Recently I had two excellent opportunities to explore West Campus housing. One came as an invitation to learn more about the Neill-Cochran House at 2310 San Gabriel Street. The other came as an invitation to explore student housing options for the daughter of my high school friend Sean. Jocelyn, upon receiving a tour of Austin by yours truly, decided to transfer here. So yeah, that’s right– the same one complaining about too many newcomers rallied to get another person to move here. Can’t help it. Despite all the griping, I still have my Austin pride. 

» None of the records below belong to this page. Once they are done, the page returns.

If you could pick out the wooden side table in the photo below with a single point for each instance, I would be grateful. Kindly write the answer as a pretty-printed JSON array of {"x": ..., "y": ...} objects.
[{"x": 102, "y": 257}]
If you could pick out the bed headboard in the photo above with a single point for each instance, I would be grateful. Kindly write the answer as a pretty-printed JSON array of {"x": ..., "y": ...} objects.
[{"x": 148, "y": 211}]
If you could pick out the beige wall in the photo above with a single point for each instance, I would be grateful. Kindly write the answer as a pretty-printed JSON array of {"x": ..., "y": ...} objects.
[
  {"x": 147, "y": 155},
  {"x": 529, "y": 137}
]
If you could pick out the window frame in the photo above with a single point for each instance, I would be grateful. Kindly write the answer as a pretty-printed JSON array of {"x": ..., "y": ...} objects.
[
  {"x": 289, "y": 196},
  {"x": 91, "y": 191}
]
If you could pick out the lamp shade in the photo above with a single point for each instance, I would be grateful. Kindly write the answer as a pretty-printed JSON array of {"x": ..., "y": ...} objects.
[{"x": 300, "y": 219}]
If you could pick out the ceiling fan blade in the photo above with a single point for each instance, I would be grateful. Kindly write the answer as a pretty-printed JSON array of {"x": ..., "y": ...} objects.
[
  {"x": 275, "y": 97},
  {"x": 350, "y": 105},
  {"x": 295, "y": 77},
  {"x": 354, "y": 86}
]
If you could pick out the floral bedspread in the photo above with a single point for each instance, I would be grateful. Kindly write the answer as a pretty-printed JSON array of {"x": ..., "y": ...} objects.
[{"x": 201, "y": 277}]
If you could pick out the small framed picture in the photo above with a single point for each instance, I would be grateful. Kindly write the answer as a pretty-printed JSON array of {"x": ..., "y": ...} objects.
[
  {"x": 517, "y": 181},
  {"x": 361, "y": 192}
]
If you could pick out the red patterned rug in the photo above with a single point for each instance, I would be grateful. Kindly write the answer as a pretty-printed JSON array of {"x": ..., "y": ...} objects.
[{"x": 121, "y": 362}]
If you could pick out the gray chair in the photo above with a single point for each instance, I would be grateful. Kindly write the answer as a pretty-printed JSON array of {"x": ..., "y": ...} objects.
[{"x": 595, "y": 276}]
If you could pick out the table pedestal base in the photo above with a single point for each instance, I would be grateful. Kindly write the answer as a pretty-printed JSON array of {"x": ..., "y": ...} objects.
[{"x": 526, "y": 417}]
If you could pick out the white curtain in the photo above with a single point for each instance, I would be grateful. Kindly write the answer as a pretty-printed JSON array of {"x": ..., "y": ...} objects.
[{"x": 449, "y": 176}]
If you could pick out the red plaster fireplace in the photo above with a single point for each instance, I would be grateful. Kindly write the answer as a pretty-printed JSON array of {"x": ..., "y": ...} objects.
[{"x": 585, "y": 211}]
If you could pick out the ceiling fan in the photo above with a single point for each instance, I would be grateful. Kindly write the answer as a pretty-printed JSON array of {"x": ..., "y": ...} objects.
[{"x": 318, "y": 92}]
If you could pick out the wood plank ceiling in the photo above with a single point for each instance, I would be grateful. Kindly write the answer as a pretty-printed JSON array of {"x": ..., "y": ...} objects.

Now you might wonder how in the hell I am going to relate brand spanking new, wildly overpriced private student housing with an historic mansion that was erected in 1855. My secret weapon is A.P. Perry. She is the business and projects manager for NCH. Among other things, the house, which is also a museum, hosts weddings. In my other life, when I’m not bitching about housing, I joyfully perform weddings. That was my first introduction to the place last fall. A.P. and I agreed to put our heads together to see about getting more folks to consider the location for their nups. 

Well our first meeting immediately veered toward the history of the place– I am a total hog for Austin history– and I was so impressed I immediately made a date to return with Noska, my favorite historian. Noska was the one who explained to me some time ago that if you want to really blame someone for the traffic problem in Austin, you should go back and point the finger at the dude who started the pre-bridge ferry across Town Lake. 

Noska and I sat and were joyfully schooled by A.P. who explained the story of NCH, which was built in 1855, began in 1839 when Austin was founded on the then edge of the Anglo-American Texas frontier to encourage folks to move further west. Eventually the capital moved away and then back again, and if you want to know more about that I suggest making an appointment with Noska at Southside Tattoo and getting some ink while he spells it out for you. 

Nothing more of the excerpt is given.